The first minimally viable prototypes will be delivered by December 31, assuming no budgetary issues arise. That initial delivery will be followed by incremental improvements. “With DevSecOps, you do this continuous integration, continuous delivery of capability. Our block zero capability would be in fiscal year 21,” Col. Thompson notes. Fiscal year 2022 includes a funding request for elements other than situational awareness and the common operating picture, including planning and orchestration, security and an integrated data environment.
He adds that his team is currently building a “DevSecOps platform and our software factory pipeline aligned with the prototyping effort that’s being done so that we can rapidly transition these capabilities to the users.”
Using the rapid prototyping process has provided one perhaps unexpected benefit. “One thing that’s been remarkable is that our work has enabled some significant amount of cross sharing between these companies. … We got to see a lot of collaboration between our awardees where they’re sharing and collaborating and trying to make their products better by doing a lot of the integration. We’re seeing a lot of collaboration and partnership going on right now that I don’t think we would have seen if we had gone through a traditional acquisition,” Col. Thompson offers.
Rather than competing against one another, the contractors are each building a different piece of the SATCOM architecture puzzle. “Nobody is solving the same problem. If I say a term like situational awareness, it’s different if I have a terrestrial sensor versus an integrated part of a SATCOM terminal that can provide real-time utilization and capability back. It’s different when I look to a large service provider that can give me insights into their constellation.
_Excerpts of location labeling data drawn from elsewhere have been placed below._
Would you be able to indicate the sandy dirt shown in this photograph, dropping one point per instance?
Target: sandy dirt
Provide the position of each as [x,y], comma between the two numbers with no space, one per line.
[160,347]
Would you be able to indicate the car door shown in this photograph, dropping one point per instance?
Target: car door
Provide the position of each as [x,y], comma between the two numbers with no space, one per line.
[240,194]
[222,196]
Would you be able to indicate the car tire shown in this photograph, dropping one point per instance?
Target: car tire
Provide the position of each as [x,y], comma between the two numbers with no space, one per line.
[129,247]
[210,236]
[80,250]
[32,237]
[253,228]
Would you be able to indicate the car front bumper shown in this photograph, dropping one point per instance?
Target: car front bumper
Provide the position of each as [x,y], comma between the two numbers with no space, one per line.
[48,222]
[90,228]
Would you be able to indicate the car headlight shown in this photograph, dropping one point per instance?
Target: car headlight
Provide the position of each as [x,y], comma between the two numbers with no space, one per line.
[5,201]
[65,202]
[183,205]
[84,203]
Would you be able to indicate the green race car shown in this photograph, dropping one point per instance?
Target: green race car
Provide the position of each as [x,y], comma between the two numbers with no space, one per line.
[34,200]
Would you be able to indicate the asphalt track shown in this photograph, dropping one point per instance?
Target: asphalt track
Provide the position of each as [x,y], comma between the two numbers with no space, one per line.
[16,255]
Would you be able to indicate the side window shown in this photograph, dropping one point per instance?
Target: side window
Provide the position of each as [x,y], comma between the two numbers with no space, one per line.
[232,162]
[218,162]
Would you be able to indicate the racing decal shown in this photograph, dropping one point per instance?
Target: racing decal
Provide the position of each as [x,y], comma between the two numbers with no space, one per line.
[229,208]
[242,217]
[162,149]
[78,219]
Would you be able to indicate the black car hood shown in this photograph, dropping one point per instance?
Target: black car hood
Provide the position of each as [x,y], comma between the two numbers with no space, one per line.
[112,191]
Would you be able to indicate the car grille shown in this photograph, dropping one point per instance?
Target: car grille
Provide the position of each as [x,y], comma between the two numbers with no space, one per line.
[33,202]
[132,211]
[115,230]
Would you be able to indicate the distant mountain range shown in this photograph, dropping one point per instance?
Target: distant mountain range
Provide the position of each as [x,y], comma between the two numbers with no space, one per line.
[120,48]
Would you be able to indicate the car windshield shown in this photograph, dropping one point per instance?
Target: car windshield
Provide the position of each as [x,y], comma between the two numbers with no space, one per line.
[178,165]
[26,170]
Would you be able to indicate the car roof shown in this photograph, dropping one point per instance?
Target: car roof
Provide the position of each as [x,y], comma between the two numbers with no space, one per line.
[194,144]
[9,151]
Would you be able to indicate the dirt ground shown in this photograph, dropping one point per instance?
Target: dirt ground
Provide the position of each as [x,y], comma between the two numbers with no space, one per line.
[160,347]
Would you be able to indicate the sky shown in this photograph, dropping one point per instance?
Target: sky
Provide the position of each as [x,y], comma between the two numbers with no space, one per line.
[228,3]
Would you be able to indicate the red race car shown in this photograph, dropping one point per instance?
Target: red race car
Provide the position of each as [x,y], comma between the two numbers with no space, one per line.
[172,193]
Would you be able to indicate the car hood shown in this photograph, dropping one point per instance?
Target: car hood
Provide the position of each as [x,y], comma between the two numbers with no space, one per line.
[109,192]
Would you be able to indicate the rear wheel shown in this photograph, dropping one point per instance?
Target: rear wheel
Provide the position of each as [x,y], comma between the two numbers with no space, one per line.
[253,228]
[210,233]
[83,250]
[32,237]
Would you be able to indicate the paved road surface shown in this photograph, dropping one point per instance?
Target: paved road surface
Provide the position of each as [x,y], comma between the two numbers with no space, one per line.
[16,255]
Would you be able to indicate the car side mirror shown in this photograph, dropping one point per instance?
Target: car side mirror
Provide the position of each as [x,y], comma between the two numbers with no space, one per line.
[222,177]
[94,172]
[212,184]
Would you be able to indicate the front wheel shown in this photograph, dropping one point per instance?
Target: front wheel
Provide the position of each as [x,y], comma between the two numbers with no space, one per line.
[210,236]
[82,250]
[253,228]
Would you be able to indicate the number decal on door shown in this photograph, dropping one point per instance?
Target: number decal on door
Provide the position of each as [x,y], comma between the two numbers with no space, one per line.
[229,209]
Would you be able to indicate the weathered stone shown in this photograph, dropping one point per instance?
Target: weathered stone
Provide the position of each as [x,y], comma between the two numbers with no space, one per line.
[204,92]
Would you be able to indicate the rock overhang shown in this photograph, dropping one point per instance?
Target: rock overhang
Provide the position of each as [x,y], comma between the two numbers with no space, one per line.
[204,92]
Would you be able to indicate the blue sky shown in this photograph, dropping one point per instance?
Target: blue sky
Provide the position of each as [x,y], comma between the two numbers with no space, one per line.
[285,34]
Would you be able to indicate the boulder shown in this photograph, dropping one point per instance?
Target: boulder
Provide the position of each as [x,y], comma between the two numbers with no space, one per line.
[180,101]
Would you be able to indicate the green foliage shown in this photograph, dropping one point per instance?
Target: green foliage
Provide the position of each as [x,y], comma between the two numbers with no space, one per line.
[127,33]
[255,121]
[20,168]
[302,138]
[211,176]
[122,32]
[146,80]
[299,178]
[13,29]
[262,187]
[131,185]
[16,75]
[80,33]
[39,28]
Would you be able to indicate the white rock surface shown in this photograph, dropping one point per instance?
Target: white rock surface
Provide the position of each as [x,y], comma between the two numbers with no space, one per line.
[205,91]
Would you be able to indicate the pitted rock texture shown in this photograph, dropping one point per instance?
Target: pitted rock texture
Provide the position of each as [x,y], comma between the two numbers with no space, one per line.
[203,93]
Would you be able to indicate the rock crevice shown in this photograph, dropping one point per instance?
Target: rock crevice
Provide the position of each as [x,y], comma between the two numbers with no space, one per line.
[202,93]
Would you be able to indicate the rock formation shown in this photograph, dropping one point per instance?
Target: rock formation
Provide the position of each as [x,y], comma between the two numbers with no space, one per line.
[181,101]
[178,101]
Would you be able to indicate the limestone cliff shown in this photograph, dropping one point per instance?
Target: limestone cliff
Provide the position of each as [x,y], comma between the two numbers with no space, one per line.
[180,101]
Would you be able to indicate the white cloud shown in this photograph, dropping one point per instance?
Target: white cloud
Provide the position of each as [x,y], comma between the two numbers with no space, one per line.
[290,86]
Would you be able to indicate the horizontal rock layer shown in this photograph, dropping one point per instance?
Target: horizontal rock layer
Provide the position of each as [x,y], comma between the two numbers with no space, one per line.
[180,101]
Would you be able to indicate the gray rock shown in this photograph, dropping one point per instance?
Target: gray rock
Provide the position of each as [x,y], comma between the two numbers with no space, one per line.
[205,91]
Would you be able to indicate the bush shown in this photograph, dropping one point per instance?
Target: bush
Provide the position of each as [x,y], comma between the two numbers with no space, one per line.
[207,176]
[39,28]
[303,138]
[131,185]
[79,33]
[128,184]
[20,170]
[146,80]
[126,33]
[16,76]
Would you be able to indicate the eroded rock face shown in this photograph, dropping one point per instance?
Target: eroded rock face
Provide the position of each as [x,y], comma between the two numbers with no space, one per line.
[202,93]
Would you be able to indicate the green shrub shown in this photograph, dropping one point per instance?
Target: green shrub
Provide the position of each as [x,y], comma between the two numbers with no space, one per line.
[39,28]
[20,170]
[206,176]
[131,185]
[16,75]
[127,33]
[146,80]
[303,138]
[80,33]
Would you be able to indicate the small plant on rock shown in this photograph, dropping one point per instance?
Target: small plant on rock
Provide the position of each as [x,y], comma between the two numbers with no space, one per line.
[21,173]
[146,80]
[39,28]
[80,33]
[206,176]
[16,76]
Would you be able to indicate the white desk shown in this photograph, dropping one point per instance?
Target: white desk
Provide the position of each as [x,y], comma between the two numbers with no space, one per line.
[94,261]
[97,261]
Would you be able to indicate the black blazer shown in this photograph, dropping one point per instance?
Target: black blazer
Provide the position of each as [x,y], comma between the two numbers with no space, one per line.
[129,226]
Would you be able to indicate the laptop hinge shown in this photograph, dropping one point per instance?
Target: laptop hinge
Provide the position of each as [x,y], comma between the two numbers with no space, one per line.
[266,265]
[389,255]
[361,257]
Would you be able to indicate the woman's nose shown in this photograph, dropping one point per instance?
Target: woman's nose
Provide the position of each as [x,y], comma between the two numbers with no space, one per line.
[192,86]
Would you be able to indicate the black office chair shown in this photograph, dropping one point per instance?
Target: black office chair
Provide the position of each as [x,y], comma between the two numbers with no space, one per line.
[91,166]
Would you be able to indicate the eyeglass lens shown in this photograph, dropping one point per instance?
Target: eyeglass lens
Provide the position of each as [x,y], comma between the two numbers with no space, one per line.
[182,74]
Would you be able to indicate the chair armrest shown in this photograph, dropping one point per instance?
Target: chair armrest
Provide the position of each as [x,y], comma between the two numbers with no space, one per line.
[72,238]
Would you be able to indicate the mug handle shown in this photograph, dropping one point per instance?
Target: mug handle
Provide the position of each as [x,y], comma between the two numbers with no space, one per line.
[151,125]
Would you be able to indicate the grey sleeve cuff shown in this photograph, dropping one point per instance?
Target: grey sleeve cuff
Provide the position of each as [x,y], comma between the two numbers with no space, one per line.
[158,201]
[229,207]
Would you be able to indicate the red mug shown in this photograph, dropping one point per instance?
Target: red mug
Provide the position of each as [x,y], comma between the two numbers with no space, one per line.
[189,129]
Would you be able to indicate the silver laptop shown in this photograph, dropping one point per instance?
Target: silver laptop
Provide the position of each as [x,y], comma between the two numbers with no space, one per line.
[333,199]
All these things are different, but the integration of them gets to where we’re looking with a common operating picture,” he elaborates.
He stresses the importance of data to a common operating picture and says that artificial intelligence (AI) and machine learning will be necessary to take advantage of that data. “A common operating picture is different based on the various users we’re looking at supporting. We’re looking at having data accessible, doing smart filtering on that data, and then doing the right processing and fusion of data so that it can enable decision analytics to the user based on their role,” he says. “Large data analytics, machine learning, AI, counter-AI, all these capabilities are of high interest to us. We’re continuing to do market research, and we’re seeing some of this coming into our prototypes through our vendors.”
The new, cutting-edge capabilities have been an “eye-opener,” in the colonel’s words. “The new systems are much more modern and much more capable, so to be able to utilize those to the extent of their capability takes a modern approach to planning and orchestration and collaboration between the systems. If we find ways we can exploit these capabilities, we can get a lot more capacity and utilization,” Col. Thompson states.
One of the remaining challenges to be tackled in the 2021 fiscal year is resolving how to measure resilience. That will help determine the right blend of SATCOM resources for warfighters. “If I start to overlay various satellite capabilities for a user to meet their requests in a certain theater or operating environment, how do I know that we have enough in the right types of SATCOM to meet their needs? We’re starting some studies right now, and we’ll do some follow on. Our next set of prototypes is going to be measurements of resiliency. Those are the metrics that we’re trying to define and the most important ones going forward,” Col. Thompson asserts.